The Interrogation of Olivia Donovan – Review

The Interrogation of Olivia Donovan

http://www.oliviadonovanfilm.com/

October 5, 2016|UK Film Review

Directed by Carl Mackenzie
Starring Cristian Solimeno, Eva Pope, & Ellie Paskell

Short Film Review by Lorenzo Lombardi

Child abduction is a tough subject to tackle but it often serves as disturbing and compelling stories for film. The Interrogation of Olivia Donovan is inexplicably no exception. It blends intense dialogue, a haunting score, and an engaging backdrop to create a drama you will not soon forget.

The short film instantly immerses the viewer in on the situation — a news broadcast is reporting the latest on an abducted little girl. Subsequently, the main suspect, Bradley Donovan, is arrested. Following the arrest, the police are led to his wife to find out if she knows the whereabouts of the missing child. DI Watkins (Cristian Solimeno) and psychologist Sarah Hardy (Eva Pope) are sent to interrogate Olivia Donovan (Ellie Paskell).

What is most striking from first glance is the cinematography. The audience is treated to an opening credit sequence that is shot to sheer flair in the form of an establishing shot and is consistently visually pleasing throughout; not to mention the fantastic score by Derek Kirkup, which consists of empowering strings that add effective eeriness to the film. These aspects underplay the film’s tone with great atmosphere, conveying a sense of hopelessness as to where the girl is.

At least, that is what the film is initially focusing on. However, this story is about the well-written and suspenseful interrogation as well as the character Olivia. The audience is introduced to her skilfully and with dramatic irony, adding another layer to the titular sequence as it plays out.

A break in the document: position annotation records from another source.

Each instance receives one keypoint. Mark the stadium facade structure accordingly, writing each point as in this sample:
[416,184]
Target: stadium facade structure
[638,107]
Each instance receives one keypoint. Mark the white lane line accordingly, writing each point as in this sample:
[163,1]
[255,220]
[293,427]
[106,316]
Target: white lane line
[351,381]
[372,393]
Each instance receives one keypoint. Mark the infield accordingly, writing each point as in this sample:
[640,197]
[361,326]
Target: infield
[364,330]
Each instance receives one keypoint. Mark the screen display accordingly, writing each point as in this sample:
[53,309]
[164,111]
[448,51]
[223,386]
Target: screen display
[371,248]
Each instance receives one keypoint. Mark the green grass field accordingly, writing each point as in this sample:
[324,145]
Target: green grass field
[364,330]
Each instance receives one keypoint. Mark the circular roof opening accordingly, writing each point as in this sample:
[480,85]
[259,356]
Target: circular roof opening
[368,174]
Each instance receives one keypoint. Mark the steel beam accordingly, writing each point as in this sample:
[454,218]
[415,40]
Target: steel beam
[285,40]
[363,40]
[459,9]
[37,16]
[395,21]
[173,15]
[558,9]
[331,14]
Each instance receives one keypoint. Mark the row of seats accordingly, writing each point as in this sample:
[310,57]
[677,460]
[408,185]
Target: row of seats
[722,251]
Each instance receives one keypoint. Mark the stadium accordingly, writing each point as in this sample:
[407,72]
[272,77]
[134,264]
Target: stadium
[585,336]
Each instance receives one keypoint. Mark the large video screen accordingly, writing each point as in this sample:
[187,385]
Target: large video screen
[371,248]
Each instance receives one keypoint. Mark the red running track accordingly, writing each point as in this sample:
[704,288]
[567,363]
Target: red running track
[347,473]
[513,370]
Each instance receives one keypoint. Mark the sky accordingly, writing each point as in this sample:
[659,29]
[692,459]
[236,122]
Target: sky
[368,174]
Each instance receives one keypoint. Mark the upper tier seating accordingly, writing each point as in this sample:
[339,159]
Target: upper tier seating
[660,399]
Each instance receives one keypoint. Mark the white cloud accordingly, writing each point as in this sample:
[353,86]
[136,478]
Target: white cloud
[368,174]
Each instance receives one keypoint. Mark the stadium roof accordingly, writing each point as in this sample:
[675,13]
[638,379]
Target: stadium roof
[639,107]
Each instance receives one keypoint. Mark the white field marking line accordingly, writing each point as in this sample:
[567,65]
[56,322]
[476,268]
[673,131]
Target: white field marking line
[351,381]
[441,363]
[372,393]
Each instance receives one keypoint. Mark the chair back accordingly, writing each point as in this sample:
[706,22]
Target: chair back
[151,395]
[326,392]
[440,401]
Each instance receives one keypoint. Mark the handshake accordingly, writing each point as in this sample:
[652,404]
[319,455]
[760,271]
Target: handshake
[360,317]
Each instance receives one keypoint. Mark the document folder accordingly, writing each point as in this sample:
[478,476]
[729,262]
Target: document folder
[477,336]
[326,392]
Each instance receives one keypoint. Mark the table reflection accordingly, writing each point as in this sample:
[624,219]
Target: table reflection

As it turns out, it is more of a cat-and-mouse game, with revelations being revealed in various creative ways.

Solimeno and Pope have good chemistry together as a team, all the while being very different to each other in the way that makes for some dynamic dialogue in the interrogation scene, with Pope particularly standing out with her restrained and completely realistic portrayal. Paskell, being the main character, has the most screen time to show off her acting prowess. She plays a young woman with conflicted emotions that the audience will also share throughout and after — when the film concludes with its superbly shocking ending. To discuss this further would be to spoil the film.

Another aspect to really admire is the use of sound and plot devices to drive the film forward. Most objects focused on, such as photos of the missing girl, play a big part in the development of the plot. This can be also said when the music increases its tone during particular actions of characters, especially within the interrogation scene when the earlier mentioned revelations are revealed. The audience will have to pay attention to what is being said and done to appreciate the piece as a whole, but thankfully not to a superfluous extent, which makes the viewing experience all the more satisfying.

By the time this short had finished, I wanted more. Thankfully, a 4-part mini-series called ‘See What We’ve Become’ may be created, which explores the characters and consequences even further. And with material like this, I would not expect less, as director Carl Mackenzie’s The Interrogation of Olivia Donovan is an emotional, dense, and suspenseful showcase of simply solid drama.